20 magic items were highlighted in Io9's 2014 "The 20 Most WTF Magical Items in Dungeons & Dragons" list and the author described them as "magical items that I will simply call 'Artifacts of Dickishness' " — the article highlights items such as the Ring of Contrariness, the Ring of Bureaucratic Wizardry, the Brooch of Number Numbing and the Horn of Baubles.

==Inspirations==

=== Other fantasy stories ===
- The Hand and Eye of Vecna were inspired by items appearing within Michael Moorcock's Corum novels: A left hand and left eye which are able to grant whoever replaces their existing hand and eye with them unusual powers.
- Ioun stones (pronounced EYE-oon) are based on similar artifacts from Jack Vance's Dying Earth series. When functioning, these gemstones float in a circular pattern around their bearer's head, and grant various benefits based on their color and shape. In the original Jack Vance stories Ioun stones are highly prized by arch-magicians, and are acquired from a race known as the archveults, who mine them from remnants of dead stars (in his book Rhialto the Marvellous). In 2E Dungeons & Dragons it had been conjectured in Dragon magazine that Ioun stones instead come from the Positive Material Plane. Dragon #174 featured an article that included many dozens of new types of ioun stone, as well as an article about an elemental lord who hoards ioun stones on his home plane of radiance.

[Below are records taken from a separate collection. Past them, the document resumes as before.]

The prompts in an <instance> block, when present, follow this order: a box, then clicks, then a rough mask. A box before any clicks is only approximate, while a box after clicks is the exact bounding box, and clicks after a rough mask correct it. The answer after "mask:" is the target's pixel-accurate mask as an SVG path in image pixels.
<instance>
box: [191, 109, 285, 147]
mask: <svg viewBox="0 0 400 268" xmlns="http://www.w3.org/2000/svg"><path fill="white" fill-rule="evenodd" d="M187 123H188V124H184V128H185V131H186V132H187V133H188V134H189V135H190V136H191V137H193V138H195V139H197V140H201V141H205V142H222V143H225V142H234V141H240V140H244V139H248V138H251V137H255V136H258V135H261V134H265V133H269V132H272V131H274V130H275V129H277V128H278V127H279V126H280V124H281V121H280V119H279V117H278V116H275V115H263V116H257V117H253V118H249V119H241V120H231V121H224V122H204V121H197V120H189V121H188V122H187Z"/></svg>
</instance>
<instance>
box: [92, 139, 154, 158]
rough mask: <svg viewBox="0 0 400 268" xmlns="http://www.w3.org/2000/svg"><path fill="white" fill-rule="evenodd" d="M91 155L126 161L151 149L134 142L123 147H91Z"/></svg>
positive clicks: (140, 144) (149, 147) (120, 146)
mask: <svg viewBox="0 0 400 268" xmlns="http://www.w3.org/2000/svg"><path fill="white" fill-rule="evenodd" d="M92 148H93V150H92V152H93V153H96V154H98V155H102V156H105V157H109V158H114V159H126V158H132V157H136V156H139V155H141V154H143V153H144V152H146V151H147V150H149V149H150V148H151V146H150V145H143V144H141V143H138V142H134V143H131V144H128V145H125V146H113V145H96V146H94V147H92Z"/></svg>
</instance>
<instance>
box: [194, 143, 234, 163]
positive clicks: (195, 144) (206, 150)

Under 3.0/3.5 editions of the rules they are instead manufactured by spellcasters in the same manner as other magical items.
- The Vorpal Sword is taken from Lewis Carrol's poem "Jabberwocky". In Dungeons & Dragons, the sword has specific properties relating to beheading, which is the method the blade in the poem uses to slay the titular monster.

=== Folklore and mythology ===
- The Carpet of Flying is based upon the magic carpet of Persian mythology, later popularized in media through 1001 Arabian Nights and other adaptations.